JERUSALEM (May. 4)
Former West German Chancellor Konrad Adenauer making his first visit to Israel, sharply warned Premier Levi Eshkol last night that if the Jewish people failed to recognize the good will of the postwar German nation, “nothing good can come of it.” He made his statement at a dinner given him by Premier Eshkol. It was in reply to a speech by the Premier asserting that German-Israeli relations could not be normal because of the Nazi destruction of European Jewry.
The Premier told the visiting German leader: “We have not forgotten and we shall never forget the terrible holocaust in which we lost 6,000,000 of our people. German-Israeli relations cannot be normal relations. The Jewish people expects from Germany recognition of the special load which Germany is carrying from the past in its desire to be reaccepted in the family of nations.” The Premier added that the reparations agreement which West Germany accepted “was only symbolic and cannot erase the tragedy which occurred.”
The annoyed Dr. Adenauer retorted that “National Socialism killed as many Germans as it did Jews.” He then said “I know how difficult it is for the Jewish people to forget the past but should you fail to recognize our good will, nothing good can come of it.” The exchange took place during the dinner in the Premier’s residence.
Shortly before the dinner began, the Premier showed the text of his speech to West German Ambassador Rolf Pauls who asked the Premier to omit two particularly sharp sentences. The Premier did so but the rest of the speech still aroused the 90-year-old visiting statesman’s ire. After the formal exchanges, the two leaders continued a discussion in the same vein. Dr. Adenauer stressed that Israel must recognize the “new Germany’s good will and its desire to make up to the maximum for the crimes of the Nazi regime.”

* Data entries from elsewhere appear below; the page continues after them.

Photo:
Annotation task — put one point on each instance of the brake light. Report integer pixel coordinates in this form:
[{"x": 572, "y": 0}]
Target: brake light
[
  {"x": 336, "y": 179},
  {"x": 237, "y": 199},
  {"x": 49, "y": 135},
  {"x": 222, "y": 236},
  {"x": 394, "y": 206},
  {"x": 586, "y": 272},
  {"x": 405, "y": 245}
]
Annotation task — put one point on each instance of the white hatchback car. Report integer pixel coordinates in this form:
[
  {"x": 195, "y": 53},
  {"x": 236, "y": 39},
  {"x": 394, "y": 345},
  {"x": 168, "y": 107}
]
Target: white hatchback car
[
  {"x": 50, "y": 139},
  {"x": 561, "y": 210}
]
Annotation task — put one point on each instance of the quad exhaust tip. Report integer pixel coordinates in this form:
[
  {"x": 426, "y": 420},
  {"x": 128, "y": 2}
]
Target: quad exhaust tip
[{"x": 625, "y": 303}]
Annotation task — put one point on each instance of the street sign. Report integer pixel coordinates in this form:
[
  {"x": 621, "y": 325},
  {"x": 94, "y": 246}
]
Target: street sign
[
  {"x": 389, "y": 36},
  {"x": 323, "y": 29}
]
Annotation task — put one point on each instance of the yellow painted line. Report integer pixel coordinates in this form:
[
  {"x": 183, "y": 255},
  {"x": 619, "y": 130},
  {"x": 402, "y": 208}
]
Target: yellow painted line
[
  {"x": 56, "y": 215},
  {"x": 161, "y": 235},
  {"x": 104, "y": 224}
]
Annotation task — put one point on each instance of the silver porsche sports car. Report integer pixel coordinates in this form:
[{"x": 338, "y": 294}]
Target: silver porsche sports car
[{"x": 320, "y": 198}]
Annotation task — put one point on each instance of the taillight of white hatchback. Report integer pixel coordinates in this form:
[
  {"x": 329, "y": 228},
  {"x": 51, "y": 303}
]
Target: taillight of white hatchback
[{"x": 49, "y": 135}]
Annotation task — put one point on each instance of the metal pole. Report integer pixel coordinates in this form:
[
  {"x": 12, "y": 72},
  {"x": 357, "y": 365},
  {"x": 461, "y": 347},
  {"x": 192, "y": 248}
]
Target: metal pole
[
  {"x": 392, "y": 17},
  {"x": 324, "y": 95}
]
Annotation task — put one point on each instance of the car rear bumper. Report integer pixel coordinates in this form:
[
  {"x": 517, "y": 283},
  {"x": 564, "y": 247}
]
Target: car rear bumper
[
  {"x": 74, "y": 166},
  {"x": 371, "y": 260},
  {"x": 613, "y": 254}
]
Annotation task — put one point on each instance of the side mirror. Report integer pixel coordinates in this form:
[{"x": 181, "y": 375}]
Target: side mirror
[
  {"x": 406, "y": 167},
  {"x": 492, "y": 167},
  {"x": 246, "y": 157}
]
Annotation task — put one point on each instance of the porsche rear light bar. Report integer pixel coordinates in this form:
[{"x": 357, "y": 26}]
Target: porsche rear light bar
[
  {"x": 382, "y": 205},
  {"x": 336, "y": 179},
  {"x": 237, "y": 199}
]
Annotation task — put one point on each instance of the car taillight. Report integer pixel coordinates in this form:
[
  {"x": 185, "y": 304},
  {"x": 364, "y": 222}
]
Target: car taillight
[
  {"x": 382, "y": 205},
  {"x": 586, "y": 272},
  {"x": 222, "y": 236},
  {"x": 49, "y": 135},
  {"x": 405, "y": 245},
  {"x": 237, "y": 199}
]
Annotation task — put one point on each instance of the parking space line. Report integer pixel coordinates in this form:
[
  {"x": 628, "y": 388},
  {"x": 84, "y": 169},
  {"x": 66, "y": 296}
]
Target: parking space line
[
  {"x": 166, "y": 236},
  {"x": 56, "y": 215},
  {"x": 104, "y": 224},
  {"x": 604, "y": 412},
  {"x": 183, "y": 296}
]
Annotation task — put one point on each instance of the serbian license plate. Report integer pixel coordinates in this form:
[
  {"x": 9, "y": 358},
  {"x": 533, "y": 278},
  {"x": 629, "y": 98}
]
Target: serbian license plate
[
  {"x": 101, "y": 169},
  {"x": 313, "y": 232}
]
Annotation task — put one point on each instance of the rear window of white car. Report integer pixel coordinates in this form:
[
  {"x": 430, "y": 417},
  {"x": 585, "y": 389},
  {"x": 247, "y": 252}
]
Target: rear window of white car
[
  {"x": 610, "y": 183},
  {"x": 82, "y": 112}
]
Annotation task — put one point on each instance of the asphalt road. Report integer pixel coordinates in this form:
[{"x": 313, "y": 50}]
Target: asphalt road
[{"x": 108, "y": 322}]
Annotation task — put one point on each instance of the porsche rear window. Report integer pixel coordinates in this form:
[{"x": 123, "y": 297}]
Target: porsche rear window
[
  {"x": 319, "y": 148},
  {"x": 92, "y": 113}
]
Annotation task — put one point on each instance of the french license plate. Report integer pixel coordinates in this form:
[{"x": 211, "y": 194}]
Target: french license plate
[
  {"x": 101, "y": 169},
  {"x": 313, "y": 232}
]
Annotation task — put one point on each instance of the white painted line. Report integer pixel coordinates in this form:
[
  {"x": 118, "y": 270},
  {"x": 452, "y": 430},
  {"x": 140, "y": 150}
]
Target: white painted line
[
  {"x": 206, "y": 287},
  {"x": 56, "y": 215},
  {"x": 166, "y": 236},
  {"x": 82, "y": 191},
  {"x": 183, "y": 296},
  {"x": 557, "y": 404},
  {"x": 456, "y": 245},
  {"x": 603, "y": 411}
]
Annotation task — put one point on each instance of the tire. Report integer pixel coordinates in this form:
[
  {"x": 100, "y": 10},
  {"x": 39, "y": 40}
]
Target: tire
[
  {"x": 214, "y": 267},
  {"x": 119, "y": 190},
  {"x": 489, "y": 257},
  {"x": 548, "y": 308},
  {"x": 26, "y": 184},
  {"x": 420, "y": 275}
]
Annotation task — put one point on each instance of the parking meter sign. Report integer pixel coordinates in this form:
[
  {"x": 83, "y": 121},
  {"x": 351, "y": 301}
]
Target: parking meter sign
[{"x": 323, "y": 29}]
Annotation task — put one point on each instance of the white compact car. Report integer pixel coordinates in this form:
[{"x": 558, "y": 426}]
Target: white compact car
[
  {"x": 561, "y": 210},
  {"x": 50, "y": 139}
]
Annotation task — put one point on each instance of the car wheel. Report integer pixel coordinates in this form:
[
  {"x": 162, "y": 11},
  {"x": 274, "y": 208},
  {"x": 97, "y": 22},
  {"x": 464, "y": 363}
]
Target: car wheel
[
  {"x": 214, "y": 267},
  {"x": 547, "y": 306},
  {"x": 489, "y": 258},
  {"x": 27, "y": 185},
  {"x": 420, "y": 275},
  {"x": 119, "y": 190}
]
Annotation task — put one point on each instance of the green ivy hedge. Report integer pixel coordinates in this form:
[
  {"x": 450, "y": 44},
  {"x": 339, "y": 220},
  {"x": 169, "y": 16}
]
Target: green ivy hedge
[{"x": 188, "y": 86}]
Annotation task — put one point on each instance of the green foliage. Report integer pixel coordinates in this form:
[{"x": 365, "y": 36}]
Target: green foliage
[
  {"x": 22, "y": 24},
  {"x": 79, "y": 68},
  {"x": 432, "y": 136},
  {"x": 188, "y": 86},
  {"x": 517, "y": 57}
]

ASSURES SUPPORT TO ISRAEL; LIGHTS CANDLE ON TOMB OF JEWISH MARTYRS
Prior to the dinner, Dr. Adenauer called on Premier Eshkol for a talk during which he pledged West Germany’s support to the Jewish people and Israel. The meeting, held in the Premier’s office, was described as cordial and relaxed. Both men talked informally and without a prepared agenda. It was reported that Dr. Adenauer assured Mr. Eshkol that West Germany would give fullest support to Israel and of his desire that this support be extended at all international levels. Dr. Adenauer made special mention of West German support for Israel’s efforts to attain a more effective link with the European Common Market than its present limited access.
Dr. Adenauer also told the Premier that, when he had been Chancellor, he regarded a reconciliation between Germany and the Jewish people as one of the major problems facing Germany. Premier Eshkol in turn paid tribute to Dr. Adenauer’s stand for reparations to Israel but stressed that reparations alone could not atone for Nazism’s crimes. It was learned reliably that no mention was made of the 1960 meeting in New York City between Dr. Adenauer and then Premier David Ben-Gurion. Israeli officials insist that Dr. Adenauer then pledged $500,000,000 in aid to Israel when reparations payments were completed. Those payments were finished this year.
Dr. Adenauer came face to face today with Germany’s grisly past of 20 years ago during a visit to the Memorial of the Yad Vashem, the Israeli center for documentation of the Nazi holocaust. He stood stiffly at attention as a cantor intoned Yizkor “for the millions who were murdered and burned alive in the concentration camps.”
Dr. Adenauer was not taken into the cellar, currently under repair but only to the crypt of souvenirs. There, standing practically alone in the center of a huge floor on which are inscribed the names of the Nazi death camps, he seemed to personalize modern Germany offering regrets for the victims of its Nazi past.
Television crews, mainly from West Germany, and nearly 100 newsmen from many countries stood in the gallery and watched a deeply affected Adenauer light a candle and deposit a wreath on the tomb of the unknown Jewish martyr. Dr. Nahum Goldmann, world Zionist leader, stood beside him.
Throughout the visit, Dr. Adenauer remained silent but examined closely the marble plazues on the floor on which names of the Nazi camps are inscribed. Those closest to him were Sobibor and Auschwitz, which he studied for several minutes. When he was presented with a badge inscribed in Hebrew, “Remember,” he finally spoke saying “even without this badge, I never could have forgotten.” He signed the register for visitors and presented the Yad Vashem with a lamp.